Aber es gibt noch ein gewichtiges Argument gegen das Projekt: Es ist nicht in die Zukunft gerichtet. 99'82 Prozent des hierzulande verbrauchten Erdöls kommen aus dem Ausland. Dem spanischen Staat geht es bei der Vergabe der Schürflizenzen an das schottische Unternehmen Cairn Energy PLC darum, diese Abhängigkeit vom Erdölimport zu verringern. Dieses Ziel wird aber nicht zu erreichen sein, dafür reichen die Vorkommen im Mittelmeer bei Weitem nicht aus, zumal der Bedarf an Erdöl in Spanien weiterhin steigt. Statt die letzten Reste fossiler Energieträger auch noch aus den hintersten Winkeln der Erde zu pressen, statt auch noch die entlegensten Reserven anzuzapfen und dabei große Risiken einzugehen, braucht Spanien eine echte Energiewende.
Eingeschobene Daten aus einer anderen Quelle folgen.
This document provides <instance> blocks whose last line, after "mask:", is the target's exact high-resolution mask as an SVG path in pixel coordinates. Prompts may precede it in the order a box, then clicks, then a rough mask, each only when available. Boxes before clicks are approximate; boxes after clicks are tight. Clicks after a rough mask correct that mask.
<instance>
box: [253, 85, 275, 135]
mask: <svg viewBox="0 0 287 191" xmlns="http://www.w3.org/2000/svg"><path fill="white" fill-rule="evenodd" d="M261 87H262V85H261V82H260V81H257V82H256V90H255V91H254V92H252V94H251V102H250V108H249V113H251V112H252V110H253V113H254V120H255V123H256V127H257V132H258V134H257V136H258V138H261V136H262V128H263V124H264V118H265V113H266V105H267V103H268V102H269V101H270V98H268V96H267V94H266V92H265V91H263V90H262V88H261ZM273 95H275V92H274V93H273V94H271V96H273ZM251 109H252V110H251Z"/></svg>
Studien belegen etwa, dass der gesamte Strombedarf aller Bewohner Mallorcas problemlos aus erneuerbaren Energien gedeckt werden könnte. Dafür bedarf es lediglich entschlossenen Handelns und einer klaren Prioritätensetzung: Wer saubere Energie will, muss anderswo Verzicht üben. Es kann nicht sein, dass jedes Projekt zur Gewinnung von Wind- oder Solarstrom sogleich massive Bürgerproteste hervorruft, nach dem Motto: „Windräder? Ja, gerne! Aber bloß nicht in Sichtweite.” Wenn es darum geht, See-Windparks in Küstennähe zu errichten, dann darf auch Mallorca nicht tabu sein. Bohrplattformen dagegen haben im Mittelmeer nichts zu suchen.